Es importante recordar los próceres de ayer que han escrito una rica historia futbolística. Resulta una manera saludable de conocer nuestros orígenes y merecen ser homenajeados.

Un día como hoy, pero de 1936, nació un genio, El Marqués Rubén Sosa, un talentoso delantero, de distinguida técnica y dueño de un brillante cabezazo. Tanguero y con los férreos códigos del barrio, porque se graduó en la catedral de la calle.

Mi gran amigo Roberto Perfumo, una tarde en su casa de la calle Ayacucho, mientras armábamos el programa radial con Silvio Marzolini, se puso a contarnos su admiración por el Marqués Sosa.

“En las inferiores de Racing me quedaba para verlo jugar en la Primera, y me sorprendía cada día más. En esa época Sosa se consagró estrella en la Academia y luego, en la Selección Argentina. Era un cabeceador infernal e infalible. Habitualmente, arrancaba desde atrás en posición de “10”, sobre la izquierda. Tenía un dribling único, su cintura era mágica y podía sacarse la marca de tres adversarios en espacios muy reducidos, y escapaba trotando, parecía que corría en puntas de pie. Su fantasía me llenó el ojo. Tuve la inmensa fortuna de tenerlo de compañero, con el mismo trato cordial de cuando lo miraba desde afuera. Recuerdo que llegaba al vestuario con traje y corbata. Un Marqués…”

Debutó en Platense, era amigo del Polaco Goyeneche y manejaba la armonía del fútbol. Pasó a Racing, en su etapa más gloriosa, y volvió locos a los hinchas académicos, que pasaban uno de los mejores momentos deportivos. Integró una delantera inolvidable con: Corbatta, Pizzuti, Mansilla y Belén.

Su máximo aliado, cómplice y todo, fue El Ropero, Pedro Mansilla que se sumó al club de Avellaneda desde Boca. Sosa se consagró como el máximo artillero en 1959, 1960 y 1962. Participó como protagonista principal de los títulos obtenidos en 1958 y 1961, en ambas competencias su aporte goleador fueron de once tantos.

En La Academia se lució entre 1958 y 1964, disputó 155 partidos y marcó 86 goles.
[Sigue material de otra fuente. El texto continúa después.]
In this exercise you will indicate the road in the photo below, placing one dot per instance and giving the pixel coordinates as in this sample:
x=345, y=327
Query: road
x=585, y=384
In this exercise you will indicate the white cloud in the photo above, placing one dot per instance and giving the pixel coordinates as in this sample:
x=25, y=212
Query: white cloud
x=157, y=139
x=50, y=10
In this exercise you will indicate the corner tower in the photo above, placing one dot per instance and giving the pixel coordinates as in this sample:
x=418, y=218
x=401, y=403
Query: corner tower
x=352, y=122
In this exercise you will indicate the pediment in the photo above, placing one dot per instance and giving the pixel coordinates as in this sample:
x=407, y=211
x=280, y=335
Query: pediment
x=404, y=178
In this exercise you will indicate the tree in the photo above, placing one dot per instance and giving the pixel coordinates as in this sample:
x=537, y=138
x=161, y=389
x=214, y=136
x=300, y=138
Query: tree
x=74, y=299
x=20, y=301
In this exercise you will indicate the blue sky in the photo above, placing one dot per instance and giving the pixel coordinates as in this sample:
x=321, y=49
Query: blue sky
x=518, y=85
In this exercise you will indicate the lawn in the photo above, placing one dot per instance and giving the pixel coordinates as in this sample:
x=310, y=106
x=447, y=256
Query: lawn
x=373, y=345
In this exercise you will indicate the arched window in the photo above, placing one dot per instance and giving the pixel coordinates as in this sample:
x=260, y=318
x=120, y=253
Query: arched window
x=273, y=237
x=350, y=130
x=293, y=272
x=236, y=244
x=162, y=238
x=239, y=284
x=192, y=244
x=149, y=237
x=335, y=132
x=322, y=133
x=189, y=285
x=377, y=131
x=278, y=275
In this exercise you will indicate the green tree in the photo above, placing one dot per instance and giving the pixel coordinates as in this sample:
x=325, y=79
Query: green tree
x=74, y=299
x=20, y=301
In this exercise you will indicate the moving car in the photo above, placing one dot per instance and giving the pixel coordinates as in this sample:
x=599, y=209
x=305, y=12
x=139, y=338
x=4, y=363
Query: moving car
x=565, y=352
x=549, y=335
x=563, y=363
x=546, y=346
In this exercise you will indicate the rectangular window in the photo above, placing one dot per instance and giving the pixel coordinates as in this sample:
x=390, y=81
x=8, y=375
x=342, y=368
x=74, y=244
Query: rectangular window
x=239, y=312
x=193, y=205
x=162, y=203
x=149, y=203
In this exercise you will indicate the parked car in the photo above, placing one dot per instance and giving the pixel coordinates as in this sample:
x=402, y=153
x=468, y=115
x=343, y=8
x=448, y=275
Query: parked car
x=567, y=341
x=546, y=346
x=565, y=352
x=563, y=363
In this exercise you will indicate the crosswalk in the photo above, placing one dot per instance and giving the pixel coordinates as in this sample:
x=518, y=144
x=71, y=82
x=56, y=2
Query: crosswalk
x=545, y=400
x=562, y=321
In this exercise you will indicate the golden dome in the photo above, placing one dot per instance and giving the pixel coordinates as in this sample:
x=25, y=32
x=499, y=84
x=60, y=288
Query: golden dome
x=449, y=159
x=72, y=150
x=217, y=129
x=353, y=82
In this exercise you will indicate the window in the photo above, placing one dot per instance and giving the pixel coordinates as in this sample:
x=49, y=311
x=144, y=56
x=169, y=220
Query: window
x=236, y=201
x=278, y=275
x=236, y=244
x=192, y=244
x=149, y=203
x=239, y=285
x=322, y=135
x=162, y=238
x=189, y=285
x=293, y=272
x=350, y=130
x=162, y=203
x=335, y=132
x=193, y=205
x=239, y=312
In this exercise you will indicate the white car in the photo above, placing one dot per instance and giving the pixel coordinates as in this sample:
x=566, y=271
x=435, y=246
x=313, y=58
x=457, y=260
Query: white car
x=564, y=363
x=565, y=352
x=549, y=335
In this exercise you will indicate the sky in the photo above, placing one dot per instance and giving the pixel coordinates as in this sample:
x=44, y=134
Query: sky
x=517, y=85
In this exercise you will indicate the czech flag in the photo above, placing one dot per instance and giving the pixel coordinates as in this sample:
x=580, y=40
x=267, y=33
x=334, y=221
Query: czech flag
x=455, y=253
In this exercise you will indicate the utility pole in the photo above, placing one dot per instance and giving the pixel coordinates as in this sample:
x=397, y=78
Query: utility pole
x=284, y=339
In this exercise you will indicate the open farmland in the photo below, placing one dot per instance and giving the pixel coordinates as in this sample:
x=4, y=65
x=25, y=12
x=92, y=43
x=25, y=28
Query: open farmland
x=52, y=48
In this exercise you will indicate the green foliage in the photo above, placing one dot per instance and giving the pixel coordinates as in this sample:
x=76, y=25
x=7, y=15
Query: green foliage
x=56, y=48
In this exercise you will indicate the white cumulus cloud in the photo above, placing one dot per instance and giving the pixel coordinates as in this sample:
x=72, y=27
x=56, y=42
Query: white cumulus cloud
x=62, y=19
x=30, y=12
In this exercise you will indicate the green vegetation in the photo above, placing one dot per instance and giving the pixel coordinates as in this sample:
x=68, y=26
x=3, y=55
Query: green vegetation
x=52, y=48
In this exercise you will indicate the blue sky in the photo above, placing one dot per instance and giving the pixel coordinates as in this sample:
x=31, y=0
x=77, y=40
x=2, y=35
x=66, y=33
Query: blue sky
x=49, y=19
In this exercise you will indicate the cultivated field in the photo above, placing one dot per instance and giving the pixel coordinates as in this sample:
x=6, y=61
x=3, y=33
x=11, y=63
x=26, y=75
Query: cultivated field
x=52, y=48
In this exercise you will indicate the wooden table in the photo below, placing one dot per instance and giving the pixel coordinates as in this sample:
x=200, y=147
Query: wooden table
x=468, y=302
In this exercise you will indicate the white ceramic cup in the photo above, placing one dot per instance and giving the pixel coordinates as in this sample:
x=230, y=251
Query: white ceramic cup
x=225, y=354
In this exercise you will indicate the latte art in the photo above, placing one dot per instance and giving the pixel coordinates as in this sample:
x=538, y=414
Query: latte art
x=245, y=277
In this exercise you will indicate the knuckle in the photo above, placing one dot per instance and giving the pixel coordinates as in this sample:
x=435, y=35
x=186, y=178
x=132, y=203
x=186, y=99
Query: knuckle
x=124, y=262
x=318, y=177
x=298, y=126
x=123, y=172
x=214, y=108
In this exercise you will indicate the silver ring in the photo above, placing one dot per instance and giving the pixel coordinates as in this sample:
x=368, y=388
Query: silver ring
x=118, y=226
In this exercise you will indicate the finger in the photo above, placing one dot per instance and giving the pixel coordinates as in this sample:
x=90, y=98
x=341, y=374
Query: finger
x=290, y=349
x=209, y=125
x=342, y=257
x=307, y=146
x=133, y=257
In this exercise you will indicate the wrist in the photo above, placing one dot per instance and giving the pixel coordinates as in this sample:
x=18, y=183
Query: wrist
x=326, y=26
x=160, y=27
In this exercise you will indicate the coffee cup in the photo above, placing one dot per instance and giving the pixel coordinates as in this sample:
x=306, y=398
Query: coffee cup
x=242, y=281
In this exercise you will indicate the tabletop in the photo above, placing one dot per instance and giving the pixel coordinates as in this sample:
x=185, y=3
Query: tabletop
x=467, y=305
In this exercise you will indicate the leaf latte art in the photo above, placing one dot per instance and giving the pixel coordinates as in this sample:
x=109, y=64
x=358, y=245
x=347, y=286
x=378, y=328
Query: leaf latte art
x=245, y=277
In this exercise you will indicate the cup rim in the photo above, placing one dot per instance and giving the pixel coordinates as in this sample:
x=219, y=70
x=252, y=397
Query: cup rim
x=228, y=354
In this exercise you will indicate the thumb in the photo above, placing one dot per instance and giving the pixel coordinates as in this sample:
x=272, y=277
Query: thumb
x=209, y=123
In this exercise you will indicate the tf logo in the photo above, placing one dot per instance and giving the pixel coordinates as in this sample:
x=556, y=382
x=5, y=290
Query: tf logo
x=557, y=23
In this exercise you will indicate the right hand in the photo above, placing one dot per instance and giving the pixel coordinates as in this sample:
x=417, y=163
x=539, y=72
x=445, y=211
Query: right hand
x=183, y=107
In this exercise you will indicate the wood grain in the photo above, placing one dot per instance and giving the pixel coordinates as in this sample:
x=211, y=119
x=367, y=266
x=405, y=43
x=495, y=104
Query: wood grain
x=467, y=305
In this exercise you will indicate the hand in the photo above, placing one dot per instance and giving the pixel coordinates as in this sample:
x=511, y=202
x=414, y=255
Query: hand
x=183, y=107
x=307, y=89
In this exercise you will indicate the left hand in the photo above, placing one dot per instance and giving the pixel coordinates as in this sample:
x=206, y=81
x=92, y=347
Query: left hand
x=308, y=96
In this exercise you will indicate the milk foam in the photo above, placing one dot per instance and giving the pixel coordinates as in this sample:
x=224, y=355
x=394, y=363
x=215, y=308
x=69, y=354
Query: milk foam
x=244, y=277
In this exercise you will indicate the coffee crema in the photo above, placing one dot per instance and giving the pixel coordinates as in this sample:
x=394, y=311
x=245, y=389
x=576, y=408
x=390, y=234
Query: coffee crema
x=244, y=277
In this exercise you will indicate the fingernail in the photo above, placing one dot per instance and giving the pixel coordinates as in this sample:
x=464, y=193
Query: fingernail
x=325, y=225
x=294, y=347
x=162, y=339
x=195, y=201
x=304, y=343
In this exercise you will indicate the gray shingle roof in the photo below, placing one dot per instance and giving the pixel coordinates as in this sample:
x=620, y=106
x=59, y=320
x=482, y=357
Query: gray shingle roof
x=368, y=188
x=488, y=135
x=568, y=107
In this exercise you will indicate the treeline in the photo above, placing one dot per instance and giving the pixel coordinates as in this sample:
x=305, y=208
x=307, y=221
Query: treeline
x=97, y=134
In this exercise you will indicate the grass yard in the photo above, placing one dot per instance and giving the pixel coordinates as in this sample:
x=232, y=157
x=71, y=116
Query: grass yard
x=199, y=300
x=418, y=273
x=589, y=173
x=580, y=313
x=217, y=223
Brilló también en el seleccionado nacional, participó en 18 encuentros y marcó 11 tantos. Fue tentado por el fútbol uruguayo desde 1965 hasta 1967; jugó en Cerro y Nacional.

Con el equipo “Tricolor” peleó la final de la Libertadores ’67 enfrentando a su ex equipo de Racing y cayeron derrotados por la Academia por 2 a 1. Tuvo un breve paso por la liga de Estados Unidos, en el Boston Beacons.

Regresó al país, y se desvinculó del fútbol en Flandria, ahí prevaleció la amistad que su vocación de futbolista, porque en el equipo de segunda división jugaba su gran amigo Pedro Mansilla y se dio el gusto de colgar los botines en un ambiente especial para sus sentimientos.

Sufrió una severa diabetes y la dolorosa desgracia que le amputaran las piernas, las herramientas que lo inmortalizaron. Un destino cruel e injusto; falleció en Buenos Aires el 12 se septiembre de 2008, cerca de cumplir 72 años.

Ídolos como El Marqués no mueren nunca, porque siempre son recordados. Han dejado un legado de excelencia, imborrable.